胡蝶蘭

「ったく、お前もあいつも揃って何やってんだよ。」


「いやぁ、遊びが大好きでね。」


「お前はともかく、あいつはそんな感じじゃなかったけどな。」



ああいう夜行くと絡まれそうな場所に進んでいくか?



従兄から男の汚ねぇ部分学んでるはずなのに。



うーん、と慎吾が言いづらそうに口を開いた。



「俺が連れまわした。
だって、あいつ一人じゃほっとけねぇし。

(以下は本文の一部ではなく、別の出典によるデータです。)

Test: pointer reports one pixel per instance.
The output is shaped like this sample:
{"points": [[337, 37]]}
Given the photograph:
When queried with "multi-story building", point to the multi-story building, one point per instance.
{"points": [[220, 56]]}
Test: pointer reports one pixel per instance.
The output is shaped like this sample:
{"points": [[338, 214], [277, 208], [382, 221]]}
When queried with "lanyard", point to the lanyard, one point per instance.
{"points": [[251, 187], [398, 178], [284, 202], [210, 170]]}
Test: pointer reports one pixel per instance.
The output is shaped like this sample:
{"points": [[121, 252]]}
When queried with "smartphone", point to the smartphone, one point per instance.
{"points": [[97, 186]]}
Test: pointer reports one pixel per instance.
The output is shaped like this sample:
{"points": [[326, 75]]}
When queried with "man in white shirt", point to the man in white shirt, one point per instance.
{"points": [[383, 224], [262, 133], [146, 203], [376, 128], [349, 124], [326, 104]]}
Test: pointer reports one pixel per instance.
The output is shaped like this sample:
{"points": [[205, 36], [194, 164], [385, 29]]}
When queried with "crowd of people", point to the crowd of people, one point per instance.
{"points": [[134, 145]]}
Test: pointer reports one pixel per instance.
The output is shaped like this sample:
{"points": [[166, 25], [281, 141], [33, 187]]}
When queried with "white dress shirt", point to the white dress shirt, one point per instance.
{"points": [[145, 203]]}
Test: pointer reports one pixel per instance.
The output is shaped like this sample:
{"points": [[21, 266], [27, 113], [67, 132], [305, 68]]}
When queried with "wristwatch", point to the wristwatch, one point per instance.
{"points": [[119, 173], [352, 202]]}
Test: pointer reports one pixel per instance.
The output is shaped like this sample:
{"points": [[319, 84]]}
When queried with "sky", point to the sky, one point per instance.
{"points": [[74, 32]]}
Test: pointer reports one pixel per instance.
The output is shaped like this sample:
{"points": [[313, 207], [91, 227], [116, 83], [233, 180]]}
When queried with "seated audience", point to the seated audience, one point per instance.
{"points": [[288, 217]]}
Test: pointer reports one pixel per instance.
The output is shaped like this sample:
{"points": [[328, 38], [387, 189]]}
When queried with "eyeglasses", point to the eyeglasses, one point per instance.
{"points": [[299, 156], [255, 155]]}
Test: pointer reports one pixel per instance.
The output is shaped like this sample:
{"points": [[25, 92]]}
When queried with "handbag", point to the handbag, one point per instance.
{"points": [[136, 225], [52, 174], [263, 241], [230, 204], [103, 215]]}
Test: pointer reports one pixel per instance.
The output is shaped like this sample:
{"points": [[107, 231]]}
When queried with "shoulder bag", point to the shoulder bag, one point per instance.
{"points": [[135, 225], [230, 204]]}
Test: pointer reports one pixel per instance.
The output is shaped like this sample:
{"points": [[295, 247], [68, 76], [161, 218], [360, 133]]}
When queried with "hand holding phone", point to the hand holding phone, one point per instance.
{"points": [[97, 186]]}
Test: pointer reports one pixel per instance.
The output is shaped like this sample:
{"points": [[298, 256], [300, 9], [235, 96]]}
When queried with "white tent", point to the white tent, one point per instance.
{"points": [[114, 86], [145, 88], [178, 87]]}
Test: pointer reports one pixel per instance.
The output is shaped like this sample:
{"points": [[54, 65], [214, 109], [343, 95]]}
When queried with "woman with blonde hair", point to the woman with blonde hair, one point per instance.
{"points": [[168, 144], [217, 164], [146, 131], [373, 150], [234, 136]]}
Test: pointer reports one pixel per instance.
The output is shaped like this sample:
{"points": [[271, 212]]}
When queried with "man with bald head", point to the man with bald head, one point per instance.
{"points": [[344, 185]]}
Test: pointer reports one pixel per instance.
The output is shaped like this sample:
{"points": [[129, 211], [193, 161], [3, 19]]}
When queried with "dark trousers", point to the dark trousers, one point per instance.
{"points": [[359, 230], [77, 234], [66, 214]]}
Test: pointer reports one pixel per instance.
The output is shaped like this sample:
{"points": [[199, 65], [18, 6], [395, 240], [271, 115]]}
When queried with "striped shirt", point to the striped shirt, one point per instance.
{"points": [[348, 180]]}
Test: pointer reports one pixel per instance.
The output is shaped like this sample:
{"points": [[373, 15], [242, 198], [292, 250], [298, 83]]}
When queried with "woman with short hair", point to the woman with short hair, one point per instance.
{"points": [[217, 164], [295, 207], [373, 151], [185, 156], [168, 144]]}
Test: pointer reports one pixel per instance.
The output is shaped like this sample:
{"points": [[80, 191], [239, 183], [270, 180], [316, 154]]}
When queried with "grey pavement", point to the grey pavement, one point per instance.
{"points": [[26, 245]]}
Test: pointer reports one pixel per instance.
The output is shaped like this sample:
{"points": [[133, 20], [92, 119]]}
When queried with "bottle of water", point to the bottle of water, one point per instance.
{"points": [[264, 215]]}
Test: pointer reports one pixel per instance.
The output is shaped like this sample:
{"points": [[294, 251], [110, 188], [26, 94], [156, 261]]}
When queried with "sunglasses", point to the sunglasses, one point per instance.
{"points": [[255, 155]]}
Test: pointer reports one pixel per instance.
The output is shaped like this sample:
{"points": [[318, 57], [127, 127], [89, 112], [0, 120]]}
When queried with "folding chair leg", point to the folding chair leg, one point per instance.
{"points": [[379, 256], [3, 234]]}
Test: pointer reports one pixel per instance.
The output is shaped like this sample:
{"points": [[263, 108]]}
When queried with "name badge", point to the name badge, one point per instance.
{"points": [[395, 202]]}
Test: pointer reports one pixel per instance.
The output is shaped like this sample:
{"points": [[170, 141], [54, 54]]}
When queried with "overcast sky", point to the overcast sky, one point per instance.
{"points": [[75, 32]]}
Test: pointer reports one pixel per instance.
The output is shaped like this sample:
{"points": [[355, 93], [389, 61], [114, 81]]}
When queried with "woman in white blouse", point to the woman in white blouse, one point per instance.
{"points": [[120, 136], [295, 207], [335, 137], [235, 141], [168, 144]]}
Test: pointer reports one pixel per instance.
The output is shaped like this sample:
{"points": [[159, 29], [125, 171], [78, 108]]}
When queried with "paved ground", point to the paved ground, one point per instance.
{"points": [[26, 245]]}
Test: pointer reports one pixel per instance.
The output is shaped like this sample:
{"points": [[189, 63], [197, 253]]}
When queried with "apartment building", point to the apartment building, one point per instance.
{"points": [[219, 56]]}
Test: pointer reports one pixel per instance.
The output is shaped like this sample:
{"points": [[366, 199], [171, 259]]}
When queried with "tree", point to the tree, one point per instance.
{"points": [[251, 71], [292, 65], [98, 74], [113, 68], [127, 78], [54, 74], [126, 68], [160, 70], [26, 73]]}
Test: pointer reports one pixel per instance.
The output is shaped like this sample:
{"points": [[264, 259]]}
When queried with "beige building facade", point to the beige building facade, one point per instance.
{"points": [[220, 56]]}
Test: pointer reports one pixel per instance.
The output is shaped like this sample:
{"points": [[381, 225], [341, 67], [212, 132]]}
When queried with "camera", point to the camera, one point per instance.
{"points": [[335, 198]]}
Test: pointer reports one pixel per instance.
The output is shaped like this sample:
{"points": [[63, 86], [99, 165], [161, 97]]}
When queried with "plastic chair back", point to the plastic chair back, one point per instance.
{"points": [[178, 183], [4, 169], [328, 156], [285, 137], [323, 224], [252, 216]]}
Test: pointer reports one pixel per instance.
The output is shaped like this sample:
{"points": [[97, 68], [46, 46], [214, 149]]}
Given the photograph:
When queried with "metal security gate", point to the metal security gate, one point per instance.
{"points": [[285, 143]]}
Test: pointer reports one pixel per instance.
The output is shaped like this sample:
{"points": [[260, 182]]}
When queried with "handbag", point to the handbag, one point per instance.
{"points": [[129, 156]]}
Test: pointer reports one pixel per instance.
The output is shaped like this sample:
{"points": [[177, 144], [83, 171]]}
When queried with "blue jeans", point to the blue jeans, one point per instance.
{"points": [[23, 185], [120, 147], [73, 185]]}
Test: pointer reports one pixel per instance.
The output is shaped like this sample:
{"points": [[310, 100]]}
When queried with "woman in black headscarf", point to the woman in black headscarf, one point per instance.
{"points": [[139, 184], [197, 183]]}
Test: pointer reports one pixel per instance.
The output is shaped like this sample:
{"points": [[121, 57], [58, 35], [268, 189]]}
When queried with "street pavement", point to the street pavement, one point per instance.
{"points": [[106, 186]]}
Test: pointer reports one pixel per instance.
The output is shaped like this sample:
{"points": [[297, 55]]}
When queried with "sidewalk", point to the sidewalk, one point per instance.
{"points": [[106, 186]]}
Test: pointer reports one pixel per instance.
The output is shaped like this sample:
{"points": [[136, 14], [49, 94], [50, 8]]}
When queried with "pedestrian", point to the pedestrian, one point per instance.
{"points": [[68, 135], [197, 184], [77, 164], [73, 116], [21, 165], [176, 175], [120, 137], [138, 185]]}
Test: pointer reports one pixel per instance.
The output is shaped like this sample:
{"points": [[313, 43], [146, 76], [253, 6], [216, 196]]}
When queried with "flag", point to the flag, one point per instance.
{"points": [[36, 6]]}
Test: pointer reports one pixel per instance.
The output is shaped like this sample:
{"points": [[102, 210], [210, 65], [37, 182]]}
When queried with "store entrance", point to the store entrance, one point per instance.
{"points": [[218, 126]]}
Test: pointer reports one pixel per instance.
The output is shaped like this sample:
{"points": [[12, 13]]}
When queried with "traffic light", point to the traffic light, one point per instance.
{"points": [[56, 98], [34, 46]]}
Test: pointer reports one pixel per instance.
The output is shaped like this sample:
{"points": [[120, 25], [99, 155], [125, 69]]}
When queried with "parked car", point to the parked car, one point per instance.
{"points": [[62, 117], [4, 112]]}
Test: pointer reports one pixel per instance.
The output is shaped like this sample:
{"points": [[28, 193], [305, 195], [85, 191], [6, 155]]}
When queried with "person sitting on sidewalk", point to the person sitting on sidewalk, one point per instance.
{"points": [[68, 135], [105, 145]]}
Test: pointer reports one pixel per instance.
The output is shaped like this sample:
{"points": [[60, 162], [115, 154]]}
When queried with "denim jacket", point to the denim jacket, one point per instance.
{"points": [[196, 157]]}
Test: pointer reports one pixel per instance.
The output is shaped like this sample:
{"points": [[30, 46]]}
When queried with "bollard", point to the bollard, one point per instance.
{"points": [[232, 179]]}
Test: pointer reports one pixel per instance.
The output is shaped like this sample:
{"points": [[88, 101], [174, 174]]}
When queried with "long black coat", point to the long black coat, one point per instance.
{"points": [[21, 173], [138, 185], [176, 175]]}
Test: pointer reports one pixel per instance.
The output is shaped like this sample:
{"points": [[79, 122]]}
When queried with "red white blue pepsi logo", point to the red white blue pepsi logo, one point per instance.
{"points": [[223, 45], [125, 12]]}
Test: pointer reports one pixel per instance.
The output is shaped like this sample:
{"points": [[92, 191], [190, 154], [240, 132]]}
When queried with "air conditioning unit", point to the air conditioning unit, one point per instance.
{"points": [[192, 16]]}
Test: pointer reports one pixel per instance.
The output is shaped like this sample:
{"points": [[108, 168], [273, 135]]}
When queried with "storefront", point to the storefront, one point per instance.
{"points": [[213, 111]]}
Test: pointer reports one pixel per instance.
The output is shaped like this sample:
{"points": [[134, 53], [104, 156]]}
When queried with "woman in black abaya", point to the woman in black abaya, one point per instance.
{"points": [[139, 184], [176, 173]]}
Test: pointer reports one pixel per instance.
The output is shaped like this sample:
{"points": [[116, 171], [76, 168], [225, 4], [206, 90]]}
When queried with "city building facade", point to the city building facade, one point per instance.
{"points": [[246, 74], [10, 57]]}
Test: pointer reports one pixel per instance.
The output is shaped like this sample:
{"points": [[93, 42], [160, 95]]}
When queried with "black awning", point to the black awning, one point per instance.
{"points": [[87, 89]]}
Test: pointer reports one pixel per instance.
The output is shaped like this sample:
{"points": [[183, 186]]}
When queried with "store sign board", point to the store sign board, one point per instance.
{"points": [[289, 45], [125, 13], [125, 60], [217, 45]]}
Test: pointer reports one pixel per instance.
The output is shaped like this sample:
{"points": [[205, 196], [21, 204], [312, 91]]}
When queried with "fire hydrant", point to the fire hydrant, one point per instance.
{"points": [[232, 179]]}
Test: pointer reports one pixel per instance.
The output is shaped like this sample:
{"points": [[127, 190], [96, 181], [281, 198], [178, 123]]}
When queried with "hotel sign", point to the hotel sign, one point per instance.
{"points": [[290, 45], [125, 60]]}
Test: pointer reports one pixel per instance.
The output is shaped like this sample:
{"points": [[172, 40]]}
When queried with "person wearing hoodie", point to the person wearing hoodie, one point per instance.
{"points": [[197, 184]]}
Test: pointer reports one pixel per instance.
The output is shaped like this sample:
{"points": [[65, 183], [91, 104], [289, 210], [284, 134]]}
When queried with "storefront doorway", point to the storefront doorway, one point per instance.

」


「…だからって、夜中にゲーセン行くか普通。
絡まれたら厄介だろ。」



偉槻はポケットから煙草を取り出した。



どうだ、と勧めると断られた。



俺、誓耶と真面目に生きるって約束したんで。ってお前…。



俺こないだ酒勧めて飲ませたよ…。



そうとは言えず、偉槻は無言で手を引いた。



火をつけて煙を吐く。



「今まで絡まれたことはなかったのかよ。」



言うと、何がおかしいのか慎吾はくっくと笑った。



「いや、その辺は大丈夫。
喧嘩ならあいつ、俺にも勝てるんじゃねーかな。」


「は?」



今、なんて言った?



「あいつ、腕っぷしはいいんだよ。
なんてったって、あの泰誓さんの妹だからな。」


「…強いのか?」


「それぁ、もう。
何よりも目がね。
あの目に怖気づかない奴はいないね。